Risma mengingat pada sebuah forum desa yang ia ikuti itu, para petinggi desa menyampaikan rincian kebutuhan anggaran, tanpa membuka kesepakatan dengan warga yang hadir. Atas hal itu, Risma menyatakan ketidaksetujuannya. Seharusnya, menurut Risma  rincian anggaran dibuat bersama warga, agar lebih jelas dan transparan. Namun usulan itu tidak diindahkan oleh perangkat desa yang hadir. Hal ini berujung tak pernah ada undangan rapat desa lagi yang datang padanya. Sampai saat ini, Risma masih terus mengikuti perkembangan desanya. Walau tidak bisa langsung memberi pendapat, ia peroleh informasi desa dari Sekretaris Desa.

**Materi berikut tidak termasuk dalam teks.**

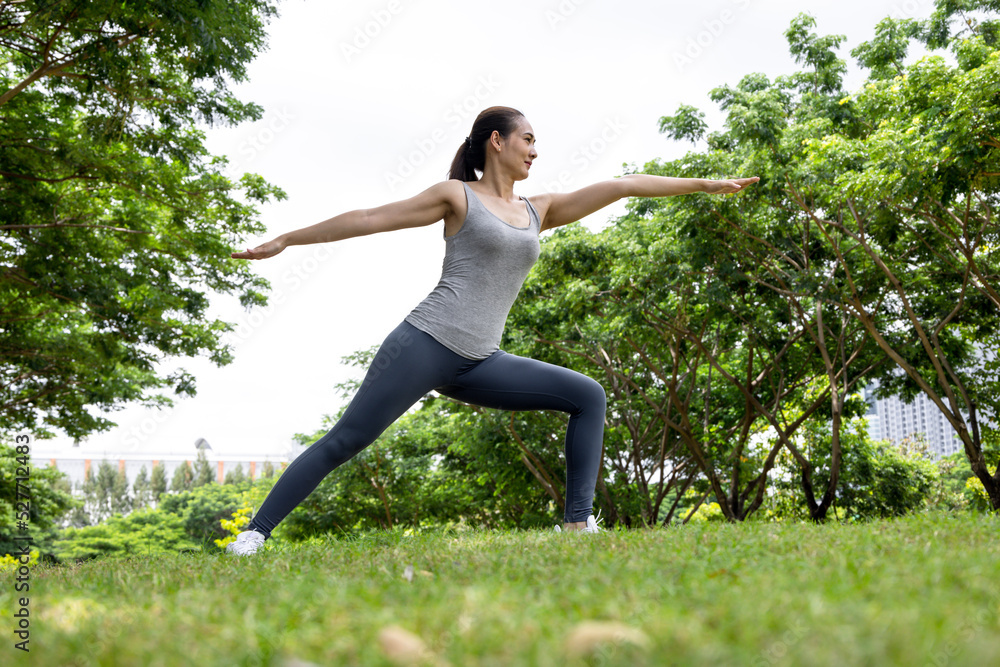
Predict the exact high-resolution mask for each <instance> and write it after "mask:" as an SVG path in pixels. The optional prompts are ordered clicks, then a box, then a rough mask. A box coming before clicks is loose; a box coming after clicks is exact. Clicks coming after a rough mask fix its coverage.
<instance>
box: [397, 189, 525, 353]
mask: <svg viewBox="0 0 1000 667" xmlns="http://www.w3.org/2000/svg"><path fill="white" fill-rule="evenodd" d="M463 185H464V186H465V198H466V200H468V213H467V214H466V216H465V222H463V223H462V227H461V229H459V230H458V233H457V234H453V235H451V236H446V237H444V240H445V243H446V244H447V245H446V246H445V253H444V266H443V268H442V271H441V280H440V281H439V282H438V284H437V287H435V288H434V289H433V290H432V291H431V293H430V294H428V295H427V298H425V299H424V300H423V301H421V302H420V303H419V304H418V305H417V307H416V308H414V309H413V310H412V311H410V314H409V315H407V316H406V321H407V322H409V323H410V324H412V325H413V326H415V327H416V328H418V329H420V330H421V331H423V332H424V333H427V334H429V335H430V336H431V337H433V338H434V340H436V341H438V342H439V343H441V344H442V345H444V346H445V347H447V348H448V349H449V350H451V351H452V352H454V353H456V354H460V355H462V356H463V357H466V358H467V359H485V358H486V357H488V356H490V355H491V354H493V353H494V352H496V351H497V350H498V349H500V337H501V336H502V335H503V328H504V324H505V323H506V322H507V313H509V312H510V308H511V306H512V305H514V299H515V298H517V293H518V292H520V291H521V285H522V284H523V283H524V279H525V278H526V277H527V276H528V271H530V270H531V267H532V266H533V265H534V264H535V261H536V260H537V259H538V254H539V252H540V247H539V242H538V234H539V232H540V231H541V220H540V219H539V217H538V212H537V211H535V207H534V206H532V205H531V202H529V201H528V200H527V199H526V198H524V197H521V200H522V201H524V202H526V203H527V205H528V219H529V224H528V226H527V227H524V228H521V227H515V226H513V225H511V224H508V223H506V222H504V221H503V220H501V219H500V218H498V217H497V216H495V215H493V214H492V213H490V212H489V210H487V208H486V207H485V206H483V203H482V202H481V201H479V197H477V196H476V193H475V192H473V190H472V188H470V187H469V186H468V184H467V183H463Z"/></svg>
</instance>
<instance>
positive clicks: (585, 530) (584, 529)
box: [583, 510, 604, 533]
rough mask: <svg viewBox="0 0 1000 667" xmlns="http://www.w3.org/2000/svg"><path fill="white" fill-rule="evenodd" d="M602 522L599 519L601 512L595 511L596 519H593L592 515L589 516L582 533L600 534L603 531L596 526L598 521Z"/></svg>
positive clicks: (599, 517)
mask: <svg viewBox="0 0 1000 667" xmlns="http://www.w3.org/2000/svg"><path fill="white" fill-rule="evenodd" d="M602 520H603V519H601V510H597V518H596V519H595V518H594V515H593V514H591V515H590V516H588V517H587V527H586V528H584V529H583V532H585V533H600V532H601V531H603V530H604V529H603V528H601V527H600V526H598V525H597V522H598V521H602Z"/></svg>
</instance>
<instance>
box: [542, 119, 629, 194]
mask: <svg viewBox="0 0 1000 667" xmlns="http://www.w3.org/2000/svg"><path fill="white" fill-rule="evenodd" d="M628 126H629V125H628V123H626V122H625V121H624V120H622V119H621V118H620V117H618V116H615V117H614V118H609V119H607V120H606V121H605V122H604V127H602V128H601V131H600V132H599V133H598V134H597V136H595V137H593V138H592V139H590V141H587V142H585V143H583V144H581V145H580V146H579V148H577V149H576V151H575V152H574V153H573V155H572V156H571V157H570V163H571V164H572V165H573V166H574V167H576V169H563V170H562V171H560V172H559V175H558V176H557V177H556V178H555V180H552V181H547V182H545V183H544V184H543V187H544V188H545V191H546V192H563V191H565V190H566V188H568V187H569V186H570V185H571V184H572V183H573V181H574V179H575V176H576V175H578V174H581V173H582V172H584V171H586V170H587V168H588V167H589V166H590V165H591V164H593V163H594V162H596V161H597V160H598V158H600V157H601V155H603V154H604V153H605V152H606V151H607V150H608V146H610V145H611V144H612V143H614V142H615V141H617V140H618V139H620V138H621V137H622V135H623V134H624V132H625V130H626V129H627V128H628Z"/></svg>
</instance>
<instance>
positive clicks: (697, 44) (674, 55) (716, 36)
mask: <svg viewBox="0 0 1000 667" xmlns="http://www.w3.org/2000/svg"><path fill="white" fill-rule="evenodd" d="M730 4H731V5H732V7H733V8H735V10H739V11H742V10H744V9H746V8H747V7H749V6H750V0H730ZM736 17H737V12H736V11H734V9H730V8H726V9H723V10H722V11H721V12H719V15H718V16H716V17H715V18H713V19H709V20H707V21H702V30H699V31H698V32H697V33H696V34H695V35H694V36H691V37H688V40H687V43H686V44H685V46H684V49H683V50H681V51H674V65H676V66H677V71H678V72H683V71H684V68H685V67H687V66H688V65H692V64H694V61H695V60H697V59H698V58H700V57H701V55H702V54H703V53H705V51H706V50H708V49H710V48H711V47H712V45H713V44H715V42H716V40H718V39H719V38H720V37H722V35H723V34H724V33H725V32H726V28H727V27H728V26H730V25H732V24H733V23H734V22H735V21H736Z"/></svg>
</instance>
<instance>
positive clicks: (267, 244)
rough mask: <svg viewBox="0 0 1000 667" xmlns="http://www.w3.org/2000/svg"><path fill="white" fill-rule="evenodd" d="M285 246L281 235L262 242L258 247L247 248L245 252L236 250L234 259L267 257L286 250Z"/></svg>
mask: <svg viewBox="0 0 1000 667" xmlns="http://www.w3.org/2000/svg"><path fill="white" fill-rule="evenodd" d="M285 246H286V244H285V242H284V240H283V239H282V238H281V237H280V236H279V237H278V238H276V239H274V240H273V241H268V242H267V243H261V244H260V245H259V246H257V247H256V248H247V249H246V251H244V252H234V253H233V255H232V257H233V259H267V258H268V257H274V256H275V255H277V254H278V253H279V252H281V251H282V250H284V249H285Z"/></svg>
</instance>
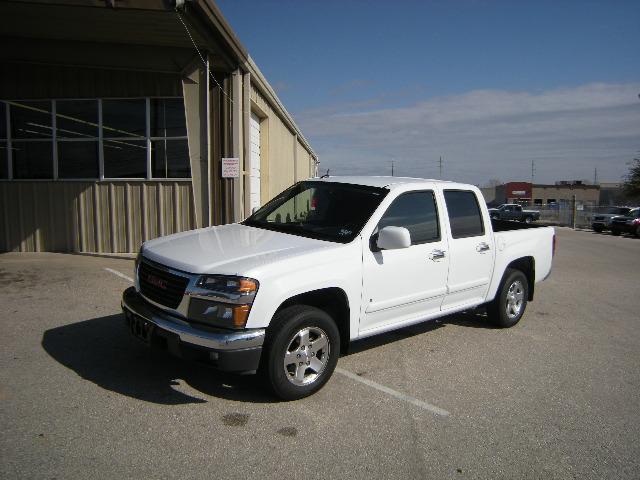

Pengalaman Risma berbeda dengan Tessa. Tessa tinggal di salah satu desa yang dipimpin oleh seorang perempuan. Sebuah desa di Kabupaten Bandung. Tessa banyak dilibatkan oleh Ibu Kepala Desa, baik dalam musyawarah desa maupun dalam kegiatan-kegiatan desa. Tessa bukan hanya sebagai partisipan tetapi juga bertanggung jawab mengelola kegiatan desa. Menjadi panitia lomba desa, bertanggung jawab mengundang perempuan lain dalam musyawarah desa adalah bagian dari aktivitasnya. Perempuan berusia 21 tahun ini dipercaya kepala desa menjadi guru di sekolah agama dan guru ngaji di desa. Ecca, demikian Tessa sering dipanggil, sudah 2 tahun menjadi pendamping Bale Remaja (Bare), sebuah komunitas remaja di desa untuk mendiskusikan persoalan-persoalan yang berkaitan dengan kehidupan remaja. Ia peroleh pengetahuan itu dari Sapa Institute. Lalu dengan pengetahuan itu ia ajarkan kepada remaja-remaja di desa. Aktivitas Ecca didukung oleh kepala desa.

Perjalanan Tessa untuk bisa percaya diri dan aktif dalam kegiatan-kegiatan desa tidaklah mulus. Selepas lulus SMA, keluarga terutama kaka-kakaknya meminta Tessa untuk segera menikah. “Warisan tidak akan dibagi selagi saya belum menikah,” tutur Tessa. Sebagai anak terakhir, Eca merasa sedih. Mimpi untuk melanjutkan ke jenjang strata 1 terhambat. “Saya tidak mau menikah muda seperti temen-temen saya yang lain. Saya masih ingin belajar,” sambungnya.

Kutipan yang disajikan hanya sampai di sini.